Chapter 5: Our Kleenex Culture page 96
In all likelihood it started with automobiles. Dies, tools, and moulds that are used in manufacturing cars wear out after about three years of usage. Since WW2 car manufacturers have sold the American public on the concept that it is stylish to change cars every three years, at the least. With this has come sloppy workmanship and no quality control. This results in unnecessary waste-making. And from this, people start to assume that everything is a throw-away item, and consider all consumer goods to be disposable. Furthermore, it promotes the idea that anything is disposable, a marriage, global scale countries, entire sub-continents.
Chapter 10: Conspicuous Consumptives: Design And The Environment page 241
If design is ecologically responsive, then it is also revolutionary. All systems - private capitalist, state socialist, and mixed economies - are built on the assumption that we must buy more, consume more, waste more, throw away more, and consequently destroy Life raft Earth. If design is to be ecologically responsible, it must be independent of concern for the gross national product (no matter how gross that may be). In pollution, the designer is more heavily implicated than most people.

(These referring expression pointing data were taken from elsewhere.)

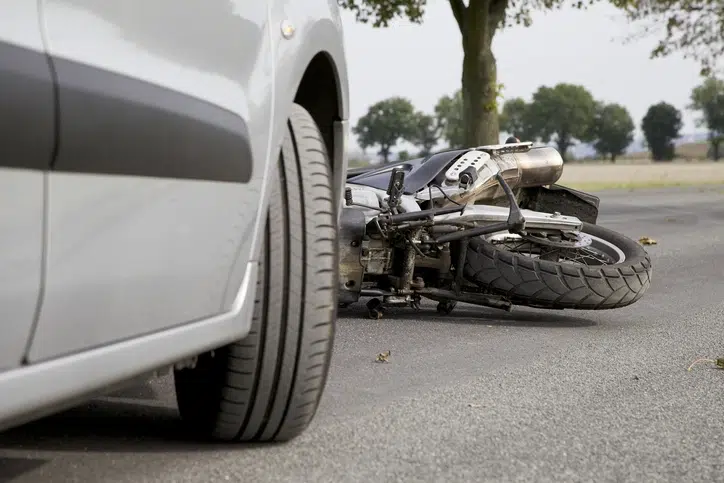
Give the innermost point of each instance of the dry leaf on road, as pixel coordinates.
(384, 356)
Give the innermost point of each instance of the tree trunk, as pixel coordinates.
(563, 144)
(385, 153)
(480, 78)
(715, 150)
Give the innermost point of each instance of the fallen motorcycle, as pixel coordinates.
(486, 226)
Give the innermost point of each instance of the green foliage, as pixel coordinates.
(385, 124)
(403, 155)
(563, 113)
(708, 99)
(661, 126)
(694, 28)
(449, 114)
(516, 119)
(426, 133)
(382, 12)
(613, 130)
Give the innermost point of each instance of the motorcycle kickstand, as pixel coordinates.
(375, 309)
(446, 307)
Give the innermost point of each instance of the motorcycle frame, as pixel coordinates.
(401, 215)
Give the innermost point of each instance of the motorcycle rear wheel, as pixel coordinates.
(570, 284)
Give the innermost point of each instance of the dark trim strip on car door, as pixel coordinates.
(113, 124)
(27, 108)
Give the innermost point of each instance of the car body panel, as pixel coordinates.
(163, 113)
(318, 30)
(115, 225)
(40, 389)
(27, 123)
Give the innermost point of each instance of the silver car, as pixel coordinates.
(170, 178)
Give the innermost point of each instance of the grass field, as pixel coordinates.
(690, 152)
(594, 177)
(637, 170)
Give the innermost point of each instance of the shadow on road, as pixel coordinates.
(11, 468)
(107, 425)
(472, 315)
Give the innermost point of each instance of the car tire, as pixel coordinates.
(267, 386)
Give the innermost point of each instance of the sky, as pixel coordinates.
(590, 48)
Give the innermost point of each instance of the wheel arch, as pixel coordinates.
(320, 93)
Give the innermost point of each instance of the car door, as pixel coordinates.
(26, 146)
(164, 109)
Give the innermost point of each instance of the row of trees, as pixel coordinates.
(693, 27)
(564, 114)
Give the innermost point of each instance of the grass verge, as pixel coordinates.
(612, 185)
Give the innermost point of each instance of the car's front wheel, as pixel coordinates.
(267, 386)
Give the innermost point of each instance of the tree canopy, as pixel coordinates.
(708, 99)
(516, 119)
(563, 114)
(613, 130)
(385, 124)
(692, 26)
(661, 126)
(425, 133)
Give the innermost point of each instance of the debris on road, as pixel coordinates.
(717, 362)
(384, 356)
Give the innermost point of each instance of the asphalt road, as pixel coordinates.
(479, 395)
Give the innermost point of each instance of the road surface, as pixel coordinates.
(479, 395)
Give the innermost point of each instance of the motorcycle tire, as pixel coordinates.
(533, 282)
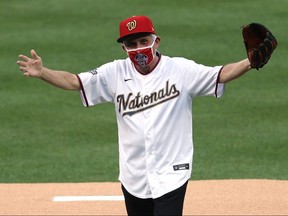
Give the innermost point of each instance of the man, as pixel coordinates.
(153, 97)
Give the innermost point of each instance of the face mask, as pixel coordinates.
(142, 56)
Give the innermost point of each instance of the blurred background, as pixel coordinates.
(46, 135)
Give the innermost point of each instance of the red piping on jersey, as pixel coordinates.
(217, 81)
(84, 95)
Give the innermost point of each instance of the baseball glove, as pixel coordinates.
(260, 44)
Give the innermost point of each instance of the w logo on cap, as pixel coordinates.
(131, 25)
(135, 25)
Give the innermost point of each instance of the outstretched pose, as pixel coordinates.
(153, 96)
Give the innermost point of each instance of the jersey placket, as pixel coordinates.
(150, 143)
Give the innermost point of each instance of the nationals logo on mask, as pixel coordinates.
(141, 56)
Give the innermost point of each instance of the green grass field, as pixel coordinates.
(46, 135)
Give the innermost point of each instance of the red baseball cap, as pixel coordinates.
(134, 25)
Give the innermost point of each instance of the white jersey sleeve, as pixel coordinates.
(98, 85)
(202, 80)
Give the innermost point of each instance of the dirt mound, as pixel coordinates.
(211, 197)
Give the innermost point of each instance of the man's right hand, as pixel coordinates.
(31, 67)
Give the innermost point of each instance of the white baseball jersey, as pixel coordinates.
(154, 117)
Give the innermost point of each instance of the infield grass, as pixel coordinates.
(46, 135)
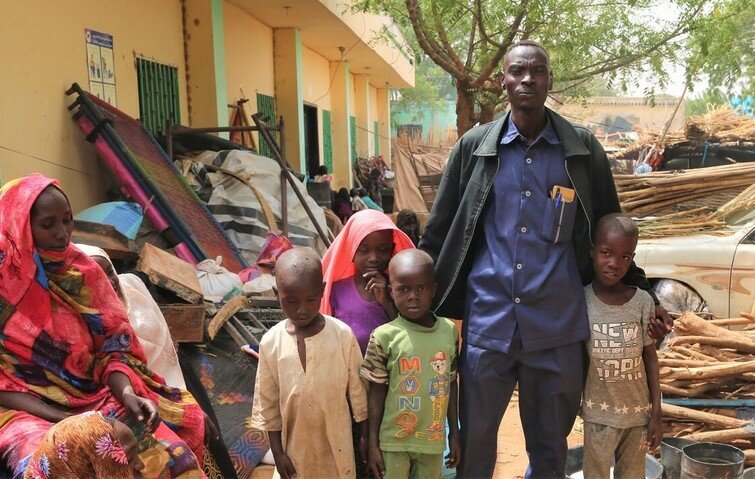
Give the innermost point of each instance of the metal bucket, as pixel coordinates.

Often the designer has controlled, or partially controlled, selection of materials and processes. For instance, the choice of aluminium as a better material for beer cans has been inaugurated by the merchandising staff of Alcoa. The fact remains that designers created the cans and the new 'zip-openings' on them, which make them so attractive to the public. Industrial designers developed the cans, creative problem solvers came up with the new opening method, and visual and graphic designers concerned themselves with brand identity, corporate identification, labels, trademarks, and selling the entire package to the public. What's wrong with that? For one thing, the process wastes millions of tons of precious raw materials that can never be replaced. But more importantly, aluminium is a material that breaks down very slowly.
The introduction of aerosol cans in the fifties revolutionised the merchandising of drugs, foods, home remedies, cosmetics, and many other items. Industry has embraced the aerosol concept eagerly: it makes it possible to sell a smaller quantity at inflated prices. Almost without exception, aerosol cans are constructed so that the consumer can not use all of the product. Hence, more waste. Designers, both industrial and graphic are much to blame in helping with the introduction of aerosol cans.